By the time we got back to the airport, we had been serenaded with Danger Zone, Mission Impossible, Magic Carpet Ride, Indiana Jones, Sultans of Swing, Jurassic Park, and Wanted Dead or Alive. It was awesome! We’re so glad we took the time and spent the money to see the Grand Canyon in such a special way. It was a fortuitous accident that we had seen the North Rim and the Eastern side of the South Rim before we flew over it because it was familiar yet brand new in the best way. I will say that there was a bit of shimmy shaking both on the way out and back from the canyon, so both Shan and I felt a little sick, but there was no pukage, so we called that a win!



Once back at the terminal, we checked out our picture with Daniel and of course decided to buy it.  We also bought the DVD so that we could re-live the experience over and over since it was so awesome, and we were able to share it with family and friends once we got home as well.

We were absolutely starving, so we went to lunch right outside the park at a pizza/pasta place that was pretty good. Next up was the National Geographic Visitor Center where we saw an IMAX movie about the history of the Grand Canyon.  It was a bit hokey, but there were beautiful visuals and a fun 1st-person view of the rapids taken from a helicopter flying really low that we loved.  The store was also very cool, and I bought a fry cake mix so that I could re-live the beloved treats we’d enjoyed so much in the Navajo Nation. I even got inside tips from a Navajo women for the way her grandmother and mother cooked fry cakes. It was a very worthwhile stop.


Next we headed south to Williams, Arizona where we would stay the night tonight, get on a train back to the South Rim tomorrow, and then take the train back down to Williams the following day and spend the night at the hotel run by the train folks. Williams is a very “Route 66”-centric place, and the hotel we stayed in was a significant step down from the beautiful AirBNB in Flagstaff. Luckily, it was for only one night because we had to climb over the bed to get to the bathroom!

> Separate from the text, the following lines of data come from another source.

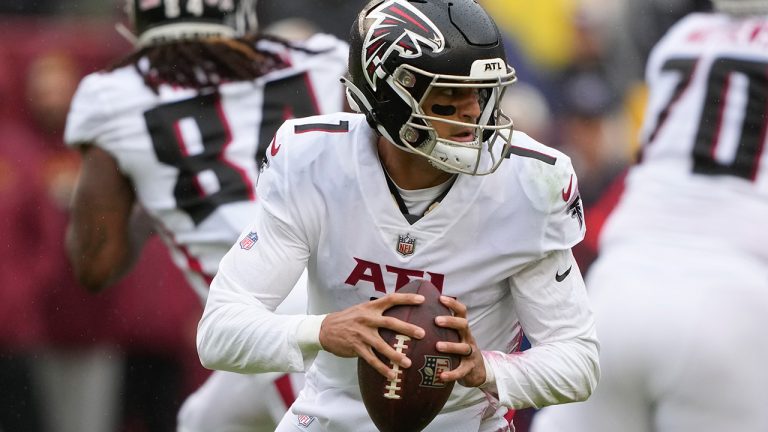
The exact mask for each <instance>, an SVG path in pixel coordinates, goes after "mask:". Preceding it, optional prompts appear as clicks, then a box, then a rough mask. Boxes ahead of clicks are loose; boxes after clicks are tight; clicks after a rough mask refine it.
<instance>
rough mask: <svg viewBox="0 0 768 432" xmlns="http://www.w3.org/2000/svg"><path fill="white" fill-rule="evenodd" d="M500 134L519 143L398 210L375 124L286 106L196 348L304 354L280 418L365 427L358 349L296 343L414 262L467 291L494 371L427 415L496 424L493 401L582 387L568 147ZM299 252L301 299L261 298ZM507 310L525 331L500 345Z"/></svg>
mask: <svg viewBox="0 0 768 432" xmlns="http://www.w3.org/2000/svg"><path fill="white" fill-rule="evenodd" d="M513 139H514V143H515V145H516V146H517V147H515V149H516V153H517V154H514V155H512V156H511V158H510V160H508V161H505V162H504V163H503V164H502V165H501V167H500V168H499V170H498V171H497V172H496V173H494V174H493V175H489V176H481V177H473V176H466V175H459V176H458V178H457V180H456V181H455V183H454V184H453V186H452V188H451V189H450V191H449V192H448V194H447V195H446V196H445V198H444V199H443V200H442V201H441V202H440V204H439V205H438V206H437V207H436V208H434V209H433V210H432V211H430V212H429V213H427V214H426V215H424V216H423V217H422V218H421V219H420V220H418V221H417V222H415V223H414V224H413V225H410V224H409V223H408V222H407V221H406V219H405V217H404V216H403V214H402V213H401V212H400V210H399V208H398V206H397V204H396V203H395V201H394V200H393V199H392V198H391V195H390V191H389V189H388V186H387V182H386V180H385V174H384V171H383V170H382V167H381V164H380V162H379V158H378V155H377V151H376V144H375V143H376V140H377V136H376V135H375V134H374V132H373V131H372V129H371V128H370V127H369V126H368V124H367V122H366V121H365V118H364V116H363V115H360V114H346V113H338V114H332V115H327V116H317V117H311V118H306V119H296V120H291V121H289V122H286V124H285V125H284V126H283V127H281V129H280V131H278V134H277V136H276V141H275V142H273V143H272V145H271V147H270V151H269V152H268V153H269V165H268V168H267V169H266V170H265V171H264V173H263V174H262V176H261V178H260V180H259V185H258V188H257V191H258V193H259V196H260V204H261V207H260V211H259V214H258V217H257V218H256V219H255V220H254V222H253V223H252V225H251V226H250V227H249V228H248V229H247V230H245V232H244V233H243V236H242V237H241V238H242V239H243V241H245V243H244V245H235V246H234V247H233V248H232V250H231V251H230V252H229V253H228V254H227V255H226V256H225V257H224V259H223V260H222V263H221V267H220V270H219V273H218V274H217V276H216V278H215V279H214V281H213V283H212V285H211V292H210V296H209V298H208V302H207V303H206V309H205V311H204V314H203V319H202V321H201V323H200V326H199V329H198V351H199V353H200V356H201V360H202V361H203V363H204V364H206V365H207V366H209V367H213V368H217V369H225V370H233V371H245V372H255V371H276V370H289V371H301V370H304V369H305V365H307V364H308V363H307V362H308V361H310V360H313V359H314V363H313V364H312V365H311V367H309V369H308V371H307V374H306V378H307V386H306V387H305V388H304V389H303V390H302V392H301V393H300V395H299V398H298V399H297V401H296V402H295V403H294V405H293V407H292V409H291V412H290V413H289V414H286V417H285V418H284V419H283V422H282V423H281V425H280V427H279V428H278V430H279V431H295V430H308V431H327V432H330V431H333V432H345V431H355V432H367V431H375V427H374V426H373V424H372V423H371V422H370V420H369V419H368V416H367V414H366V411H365V408H364V406H363V405H362V402H361V398H360V392H359V387H358V385H357V378H356V377H357V374H356V373H355V370H356V361H357V360H356V359H354V358H352V359H345V358H340V357H336V356H335V355H332V354H330V353H328V352H326V351H322V350H320V351H317V349H319V347H318V346H315V347H314V349H312V348H311V347H308V346H309V344H305V343H302V341H305V342H306V341H307V339H305V338H304V336H305V335H304V333H305V332H306V330H307V329H308V328H315V329H318V328H319V327H318V326H317V322H318V321H320V320H321V319H322V316H323V314H327V313H329V312H332V311H338V310H341V309H344V308H347V307H350V306H353V305H355V304H359V303H361V302H366V301H369V300H370V299H371V298H374V297H381V296H383V295H385V294H387V293H391V292H393V291H394V290H396V289H397V288H399V287H402V286H403V285H405V284H406V283H407V282H408V281H409V280H410V278H426V279H430V280H431V281H432V282H433V283H435V284H436V285H437V286H438V287H440V288H441V289H442V292H443V293H444V294H446V295H449V296H455V297H457V298H458V299H459V300H460V301H461V302H462V303H464V304H466V305H467V307H468V317H469V321H470V326H471V328H472V332H473V335H474V336H475V338H476V340H477V343H478V346H480V347H481V348H482V349H483V350H484V355H485V359H486V363H487V365H489V366H488V367H490V368H492V370H493V373H494V374H495V377H496V388H493V389H491V390H490V392H492V393H496V395H493V396H492V395H490V394H485V393H484V392H483V391H481V390H479V389H477V388H465V387H462V386H460V385H457V386H456V387H454V392H453V394H452V396H451V398H450V399H449V401H448V403H447V404H446V406H445V408H444V409H443V412H442V413H441V414H440V415H438V416H437V417H436V419H435V420H434V421H433V422H432V424H430V426H428V427H427V429H426V430H427V431H442V432H445V431H448V432H450V431H461V432H467V431H472V430H475V431H476V430H483V431H486V430H489V431H497V430H507V427H508V426H507V422H506V421H505V420H504V419H503V417H502V416H503V414H504V413H505V412H506V408H504V407H513V408H523V407H527V406H542V405H547V404H551V403H559V402H564V401H570V400H576V399H583V398H585V397H586V396H587V395H588V394H589V393H590V392H591V390H592V388H593V387H594V385H595V384H596V381H597V379H598V375H599V369H598V366H597V341H596V339H595V334H594V328H593V325H594V323H593V321H592V316H591V312H590V310H589V308H588V306H587V304H586V292H585V289H584V285H583V281H582V278H581V275H580V273H579V271H578V268H577V266H576V264H575V262H574V261H573V259H572V255H571V253H570V247H571V246H573V245H574V244H576V243H577V242H578V241H580V240H581V239H582V237H583V234H584V227H583V214H582V211H581V205H580V200H579V198H578V193H577V191H576V177H575V175H574V174H573V169H572V167H571V163H570V160H569V159H568V157H567V156H565V155H563V154H562V153H560V152H557V151H556V150H553V149H550V148H547V147H545V146H543V145H541V144H539V143H537V142H535V141H534V140H532V139H531V138H529V137H528V136H526V135H525V134H523V133H520V132H515V136H514V138H513ZM521 155H526V156H521ZM484 162H488V161H487V160H486V161H484ZM248 238H250V239H253V240H254V241H255V243H251V242H249V241H248V240H247V239H248ZM305 265H306V266H307V268H308V272H309V279H308V289H309V314H310V315H308V316H307V315H296V316H291V317H285V316H278V315H273V314H271V313H269V311H270V310H273V309H274V308H275V307H276V306H277V305H278V304H279V303H280V301H281V300H282V298H283V297H284V296H285V295H286V294H287V293H288V292H289V291H290V288H291V287H292V286H293V283H294V281H295V279H296V278H297V277H298V276H299V274H300V273H301V271H302V269H303V268H304V266H305ZM556 277H558V278H560V279H561V282H558V281H556ZM520 326H522V329H524V331H525V333H526V335H527V336H528V338H529V339H530V340H531V342H532V344H533V346H534V347H533V348H532V349H530V350H528V351H526V352H524V353H522V354H520V353H516V354H515V355H508V353H510V352H513V351H516V350H517V344H518V342H519V339H520V336H521V334H520ZM315 331H317V330H315ZM314 337H315V338H316V337H317V334H316V333H315V334H314ZM315 342H316V341H315ZM300 343H301V344H302V345H301V347H300ZM302 347H303V351H302ZM499 402H500V404H499Z"/></svg>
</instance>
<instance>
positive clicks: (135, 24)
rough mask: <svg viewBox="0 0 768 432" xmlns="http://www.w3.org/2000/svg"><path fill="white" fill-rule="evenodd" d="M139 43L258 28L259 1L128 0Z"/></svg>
mask: <svg viewBox="0 0 768 432" xmlns="http://www.w3.org/2000/svg"><path fill="white" fill-rule="evenodd" d="M126 12H127V14H128V18H129V19H130V21H131V24H132V26H133V29H134V32H135V33H136V44H137V45H138V46H142V47H143V46H149V45H157V44H161V43H165V42H172V41H178V40H187V39H205V38H209V37H235V36H240V35H243V34H245V33H247V32H251V31H255V30H256V26H257V19H256V0H127V2H126Z"/></svg>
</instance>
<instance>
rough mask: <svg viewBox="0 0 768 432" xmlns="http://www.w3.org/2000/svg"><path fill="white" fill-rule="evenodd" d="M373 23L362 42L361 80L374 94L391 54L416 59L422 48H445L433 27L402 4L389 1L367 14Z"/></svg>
mask: <svg viewBox="0 0 768 432" xmlns="http://www.w3.org/2000/svg"><path fill="white" fill-rule="evenodd" d="M368 19H374V20H375V22H374V23H373V25H371V27H370V28H369V29H368V33H367V34H366V36H365V40H364V41H363V68H364V72H365V79H366V80H367V81H368V84H369V85H370V86H371V88H372V89H373V90H374V91H376V84H377V82H378V80H379V79H380V78H384V77H385V76H386V74H385V73H384V71H383V70H382V65H383V64H384V62H385V61H386V60H387V59H388V58H389V56H391V55H392V54H393V53H394V52H395V51H397V53H399V55H400V57H403V58H418V57H421V55H422V46H425V47H427V48H429V49H431V50H432V51H433V52H436V53H438V52H440V51H442V50H443V48H445V38H444V37H443V34H442V33H441V32H440V30H438V28H437V26H436V25H435V24H434V23H433V22H432V21H431V20H430V19H429V18H427V17H426V15H424V14H423V13H421V11H419V10H418V9H416V8H415V7H413V6H411V5H410V4H409V3H408V2H406V1H402V0H389V1H386V2H384V3H382V4H381V5H380V6H378V7H377V8H376V9H374V10H373V11H371V13H370V14H368Z"/></svg>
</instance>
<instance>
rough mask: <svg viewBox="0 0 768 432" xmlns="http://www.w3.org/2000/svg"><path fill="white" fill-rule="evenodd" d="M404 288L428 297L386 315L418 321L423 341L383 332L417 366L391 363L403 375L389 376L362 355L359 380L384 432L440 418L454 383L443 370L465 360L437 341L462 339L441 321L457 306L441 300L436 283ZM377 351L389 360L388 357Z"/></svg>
mask: <svg viewBox="0 0 768 432" xmlns="http://www.w3.org/2000/svg"><path fill="white" fill-rule="evenodd" d="M398 292H401V293H417V294H421V295H423V296H424V297H425V301H424V303H422V304H420V305H415V306H394V307H392V308H390V309H388V310H386V311H385V312H384V315H386V316H392V317H395V318H398V319H400V320H403V321H406V322H409V323H411V324H415V325H417V326H419V327H421V328H423V329H424V331H425V333H426V334H425V336H424V338H423V339H420V340H417V339H411V338H410V337H407V336H405V335H401V334H397V333H395V332H393V331H391V330H389V329H384V328H382V329H380V330H379V334H380V335H381V337H382V338H383V339H384V340H385V341H387V343H389V344H390V345H392V347H394V348H395V349H396V350H398V351H402V352H404V353H405V354H406V355H407V356H408V358H409V359H411V362H412V363H411V367H409V368H406V369H403V368H401V367H400V366H399V365H397V364H393V363H390V367H391V368H393V369H394V370H395V371H396V372H397V373H398V375H397V378H396V379H394V380H389V379H387V378H386V377H384V376H382V375H381V374H379V373H378V372H377V371H376V370H375V369H373V368H372V367H371V366H370V365H369V364H368V363H367V362H366V361H365V360H363V359H362V358H358V361H357V379H358V382H359V384H360V392H361V394H362V397H363V403H364V404H365V408H366V409H367V410H368V415H369V416H370V417H371V419H372V420H373V423H374V424H375V425H376V427H377V428H378V429H379V430H380V431H381V432H418V431H421V430H422V429H424V428H425V427H427V425H428V424H429V423H430V422H431V421H432V419H434V418H435V416H437V414H438V413H439V412H440V410H441V409H442V408H443V405H445V402H446V401H447V400H448V396H450V394H451V391H452V390H453V385H454V383H453V382H449V383H446V382H443V381H440V379H439V378H438V376H439V374H440V373H441V372H442V371H445V370H452V369H455V368H457V367H458V366H459V363H460V362H461V356H459V355H455V354H446V353H441V352H439V351H437V348H436V344H437V342H438V341H448V342H459V341H460V337H459V333H458V332H457V331H456V330H453V329H447V328H443V327H438V326H437V325H436V324H435V317H436V316H439V315H451V310H450V309H448V308H447V307H445V306H444V305H443V304H442V303H440V291H439V290H438V289H437V287H436V286H435V285H433V284H432V283H431V282H429V281H426V280H423V279H417V280H414V281H411V282H410V283H408V284H407V285H405V286H404V287H403V288H401V289H399V290H398ZM377 355H378V356H379V358H380V359H381V360H382V361H383V362H385V363H387V362H388V360H387V359H386V358H385V357H384V356H382V355H379V354H378V353H377Z"/></svg>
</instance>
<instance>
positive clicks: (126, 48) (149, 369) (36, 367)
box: [0, 0, 709, 432]
mask: <svg viewBox="0 0 768 432" xmlns="http://www.w3.org/2000/svg"><path fill="white" fill-rule="evenodd" d="M363 3H364V1H363V0H322V1H317V0H289V1H285V0H282V1H280V0H260V2H259V14H260V18H259V19H260V25H261V28H262V29H263V30H264V31H267V32H271V33H275V34H278V35H281V36H284V37H287V38H301V37H305V36H306V35H308V34H311V33H313V32H317V31H322V32H329V33H333V34H336V35H338V36H340V37H343V38H346V34H347V33H348V29H349V23H351V21H352V19H353V17H354V14H355V11H356V10H357V9H358V8H359V7H360V6H361V5H362V4H363ZM480 3H483V4H484V5H485V6H486V7H487V9H488V10H489V11H490V12H491V13H492V14H493V15H494V16H495V17H496V19H497V22H498V23H499V25H500V26H501V27H502V30H503V32H504V33H505V34H506V36H507V37H508V44H507V48H508V56H509V60H510V62H511V64H512V65H513V66H515V68H516V69H517V71H518V76H519V78H520V80H519V83H518V84H517V85H516V86H515V87H514V89H513V91H511V92H510V94H509V95H508V97H507V99H506V102H505V103H506V105H507V108H506V109H507V111H508V112H509V113H511V114H512V118H513V119H514V120H515V124H516V127H517V128H518V129H520V130H523V131H525V132H527V133H528V134H530V135H532V136H534V137H535V138H537V139H539V140H540V141H542V142H544V143H546V144H548V145H551V146H554V147H558V148H561V149H563V150H564V151H566V152H567V153H568V154H570V155H571V156H572V157H573V160H574V165H575V167H576V170H577V172H578V173H579V176H580V181H581V184H580V189H581V193H582V197H583V200H584V203H585V205H586V208H587V209H586V213H587V221H588V238H587V240H586V241H585V242H584V243H583V244H582V245H580V246H579V248H578V249H577V250H576V253H577V258H578V259H579V261H580V264H581V265H582V267H583V268H584V269H585V270H587V268H588V266H589V263H590V262H591V260H592V259H593V257H594V247H595V240H596V235H595V234H596V233H597V232H598V231H599V226H600V223H601V222H602V219H603V218H604V216H605V214H606V212H607V211H608V210H609V209H610V207H611V202H612V201H611V198H612V197H615V196H616V193H617V191H618V190H620V187H621V183H620V180H621V176H622V173H623V171H624V169H625V167H626V166H627V164H628V163H630V162H631V161H632V158H633V154H634V152H635V150H636V149H637V146H638V143H637V142H636V137H637V128H638V125H639V122H640V120H641V118H642V110H643V108H644V103H645V100H644V84H643V82H642V73H643V68H644V62H645V56H646V55H647V53H648V50H649V49H650V47H651V46H652V44H653V43H654V42H655V41H656V40H657V39H658V37H660V36H661V34H662V32H663V31H664V30H666V28H667V27H668V26H669V25H670V24H671V23H672V22H674V21H675V20H676V19H677V18H679V17H680V16H682V15H684V14H685V13H687V12H690V11H693V10H701V9H707V8H708V6H709V4H708V1H704V0H700V1H699V0H614V1H610V2H606V1H604V0H543V1H537V2H532V1H527V0H480ZM118 22H123V23H124V22H125V17H124V15H123V13H122V2H120V1H119V0H112V1H104V0H78V1H75V2H65V1H61V0H35V1H33V0H2V1H1V2H0V131H1V132H2V133H0V140H2V143H1V144H0V220H3V221H5V223H4V226H6V230H5V232H4V233H3V235H2V242H0V432H38V431H40V432H42V431H45V432H69V431H73V432H74V431H77V432H112V431H121V432H155V431H158V432H160V431H162V432H170V431H173V430H174V428H175V415H176V412H177V410H178V407H179V405H180V403H181V401H183V399H184V397H185V396H186V395H187V394H188V393H189V392H190V391H192V390H193V389H194V388H195V387H196V386H197V385H199V384H200V383H201V382H202V380H203V379H204V378H205V377H206V376H207V372H206V371H205V370H203V369H202V367H201V366H200V365H199V363H198V362H197V357H196V354H195V349H194V334H195V327H196V324H197V319H198V316H199V313H200V310H199V308H200V307H199V305H198V302H197V299H196V298H194V295H193V293H192V291H191V290H188V289H186V287H184V286H183V284H184V283H185V282H184V281H183V279H182V277H181V276H180V274H179V273H178V271H177V270H176V269H175V267H173V265H172V264H171V262H170V260H169V258H168V256H167V255H166V252H165V250H164V248H163V246H162V245H161V244H160V243H159V241H158V240H154V241H152V242H150V243H149V245H148V246H147V248H146V250H145V251H144V254H143V256H142V258H141V262H140V263H139V265H138V266H137V267H136V269H135V270H134V271H133V272H132V274H131V275H130V276H129V277H128V278H126V279H125V280H123V281H122V282H120V283H119V285H118V286H116V287H114V288H113V289H110V290H107V291H106V292H104V293H102V294H99V295H91V294H88V293H86V291H85V290H84V289H83V288H81V287H79V286H78V285H77V283H76V282H75V281H74V278H73V276H72V274H71V270H70V269H69V266H68V263H67V260H66V258H65V255H64V240H63V239H64V227H65V225H66V218H67V213H66V209H67V205H68V202H69V195H70V193H71V190H72V186H73V184H74V181H75V179H76V178H77V173H78V156H77V155H76V154H73V153H72V152H70V151H69V150H67V149H66V148H65V147H64V145H63V143H62V132H63V130H62V129H63V126H64V121H65V118H66V113H67V110H68V107H69V102H70V98H71V97H72V94H73V92H74V90H75V88H76V85H77V83H78V81H79V80H80V78H82V77H83V76H84V75H85V74H87V73H90V72H93V71H95V70H98V69H100V68H102V67H104V66H106V65H108V64H110V63H111V62H112V61H114V60H116V59H118V58H119V57H120V56H122V55H123V54H126V53H127V52H129V51H130V50H131V46H130V44H129V43H128V42H127V41H126V40H124V39H123V38H122V37H121V36H120V35H119V34H118V33H117V32H116V31H115V23H118ZM601 197H603V199H602V200H601ZM532 414H533V413H532V412H526V411H523V412H519V413H517V416H516V418H515V422H516V426H517V429H518V431H527V425H528V421H529V418H530V416H531V415H532Z"/></svg>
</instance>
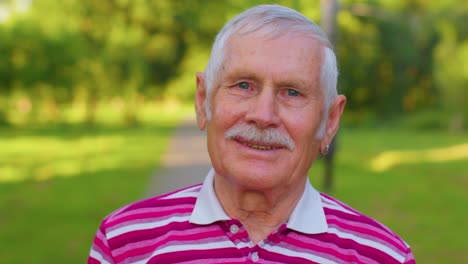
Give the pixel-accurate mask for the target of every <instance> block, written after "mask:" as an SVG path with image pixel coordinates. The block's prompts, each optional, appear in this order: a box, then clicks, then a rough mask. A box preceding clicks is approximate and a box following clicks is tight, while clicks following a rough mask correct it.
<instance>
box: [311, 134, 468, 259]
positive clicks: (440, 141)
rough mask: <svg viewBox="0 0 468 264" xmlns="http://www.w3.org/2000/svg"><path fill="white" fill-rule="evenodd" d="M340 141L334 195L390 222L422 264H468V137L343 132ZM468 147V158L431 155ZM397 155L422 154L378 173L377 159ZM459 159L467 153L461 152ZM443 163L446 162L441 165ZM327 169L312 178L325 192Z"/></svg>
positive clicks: (337, 154) (336, 171) (462, 135)
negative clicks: (456, 146)
mask: <svg viewBox="0 0 468 264" xmlns="http://www.w3.org/2000/svg"><path fill="white" fill-rule="evenodd" d="M339 136H340V137H339V141H338V153H337V160H336V168H334V175H335V178H334V183H335V185H334V189H333V191H332V193H331V194H332V195H333V196H335V197H337V198H339V199H341V200H342V201H345V202H346V203H347V204H349V205H351V206H353V207H354V208H356V209H357V210H359V211H361V212H363V213H365V214H367V215H369V216H371V217H373V218H375V219H377V220H378V221H380V222H382V223H384V224H385V225H387V226H388V227H390V228H391V229H393V230H394V231H395V232H397V233H398V234H399V235H401V236H402V237H403V239H405V241H406V242H408V243H409V244H410V246H411V248H412V250H413V253H414V254H415V257H416V260H417V262H418V263H434V264H437V263H465V262H467V261H468V253H467V252H468V251H467V245H466V241H465V238H464V236H463V235H461V234H465V233H466V232H468V229H467V228H466V227H465V225H464V224H463V221H462V220H461V219H466V217H468V213H467V210H466V209H465V207H466V203H468V194H467V192H466V188H467V187H468V163H467V156H466V151H467V150H466V147H467V146H468V137H467V136H466V135H454V134H450V133H446V132H443V133H442V132H434V131H432V132H414V131H413V130H406V129H401V128H397V127H396V126H393V128H392V129H388V128H387V129H346V128H345V129H343V130H342V131H341V132H340V135H339ZM463 145H464V146H465V148H464V150H463V149H462V150H460V151H464V153H465V154H464V158H454V159H445V160H444V158H447V157H450V156H453V155H454V154H457V153H454V151H452V150H446V151H445V152H446V153H440V154H438V155H432V156H430V155H427V154H425V153H429V152H431V151H434V150H436V149H446V148H448V147H451V146H463ZM394 151H401V152H411V151H413V152H414V151H416V154H415V156H416V157H413V160H412V162H408V160H407V159H402V160H401V161H400V163H397V164H395V166H392V167H390V168H388V169H386V170H383V171H375V170H373V169H372V167H371V164H372V162H373V160H375V158H376V157H378V156H380V155H382V154H384V153H388V152H394ZM458 155H459V157H462V156H463V153H458ZM438 159H441V160H444V161H437V160H438ZM322 174H323V164H322V162H320V161H317V162H316V163H315V164H314V165H313V167H312V169H311V171H310V173H309V175H310V179H311V181H312V183H313V184H314V186H316V187H318V188H319V189H322V188H321V187H322V186H323V177H322Z"/></svg>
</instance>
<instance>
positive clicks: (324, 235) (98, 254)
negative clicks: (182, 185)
mask: <svg viewBox="0 0 468 264" xmlns="http://www.w3.org/2000/svg"><path fill="white" fill-rule="evenodd" d="M336 81H337V68H336V58H335V55H334V53H333V51H332V48H331V46H330V43H329V42H328V40H327V37H326V36H325V34H324V33H323V32H322V30H321V29H320V28H319V27H318V26H317V25H316V24H314V23H313V22H312V21H310V20H309V19H307V18H306V17H304V16H303V15H301V14H299V13H298V12H296V11H294V10H291V9H289V8H285V7H281V6H277V5H262V6H257V7H254V8H251V9H249V10H247V11H245V12H243V13H241V14H240V15H238V16H236V17H235V18H234V19H233V20H231V21H230V22H228V23H227V24H226V25H225V26H224V28H223V29H222V30H221V31H220V32H219V34H218V36H217V37H216V41H215V43H214V45H213V50H212V54H211V58H210V60H209V62H208V66H207V68H206V71H205V72H204V73H198V74H197V92H196V112H197V123H198V126H199V127H200V129H202V130H205V129H206V133H207V145H208V152H209V155H210V159H211V162H212V165H213V169H212V170H211V172H210V173H209V174H208V175H207V177H206V179H205V181H204V183H203V184H202V185H196V186H192V187H188V188H185V189H182V190H178V191H175V192H172V193H169V194H166V195H162V196H158V197H153V198H150V199H146V200H143V201H140V202H136V203H133V204H130V205H128V206H126V207H123V208H121V209H119V210H117V211H116V212H114V213H112V214H110V215H109V216H108V217H106V218H105V219H104V221H103V222H102V224H101V226H100V228H99V230H98V232H97V234H96V237H95V239H94V244H93V246H92V249H91V253H90V256H89V259H88V263H252V262H258V263H414V259H413V255H412V253H411V250H410V248H409V246H408V245H407V244H406V243H405V242H404V241H403V240H402V239H400V238H399V237H398V236H397V235H396V234H395V233H393V232H392V231H391V230H389V229H388V228H387V227H385V226H383V225H382V224H380V223H378V222H377V221H375V220H372V219H371V218H369V217H367V216H364V215H362V214H361V213H359V212H358V211H356V210H354V209H352V208H350V207H349V206H347V205H345V204H343V203H341V202H339V201H337V200H336V199H334V198H332V197H330V196H327V195H325V194H321V193H319V192H318V191H316V190H315V189H314V188H313V187H312V186H311V184H310V183H309V181H308V178H307V171H308V170H309V168H310V166H311V165H312V164H313V163H314V161H315V160H316V159H317V156H318V155H319V153H322V154H326V152H327V150H328V144H329V143H330V142H331V140H332V138H333V136H334V135H335V133H336V131H337V129H338V126H339V121H340V117H341V114H342V112H343V108H344V106H345V102H346V99H345V97H344V96H342V95H337V91H336Z"/></svg>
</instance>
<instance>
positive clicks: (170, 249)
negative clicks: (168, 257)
mask: <svg viewBox="0 0 468 264" xmlns="http://www.w3.org/2000/svg"><path fill="white" fill-rule="evenodd" d="M233 246H234V245H233V243H232V242H231V241H214V242H211V243H204V244H180V245H173V246H167V247H164V248H161V249H158V250H156V251H155V252H154V253H153V254H151V256H149V257H148V258H145V259H142V260H139V261H136V262H133V263H135V264H144V263H147V262H148V260H150V259H151V258H152V257H154V256H156V255H160V254H164V253H172V252H180V251H187V250H206V249H220V248H232V247H233Z"/></svg>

We were really excited to visit a “Native American Art Gallery” in town (and hanging out in the dismal room wasn’t an option), so we headed down Route 66 on foot and checked out the kitschy shops along the way.  We ate a wonderful dinner at a place recommended by our travel book called Red Raven Bistro, were disappointed beyond belief by the art gallery (which was really just another in a long line of kitsch shops), and found a wonderful local artist shop. We loved so many things there, but we ended up behaving ourselves, and all we bought was a very unusual painting of a blue-eyed lynx for Shannon. The town definitely came alive after dark with its preponderance of neon lights up and down the main drag. It was actually a pretty cool place, but one day there was plenty.

Since we were taking the train the next day, we had to reconnoiter our luggage so that we only took what we’d need for two days. We’d have to leave the rest of our stuff in the car in the lot at the depot, so we spread everything out in our tiny room and got ‘er done.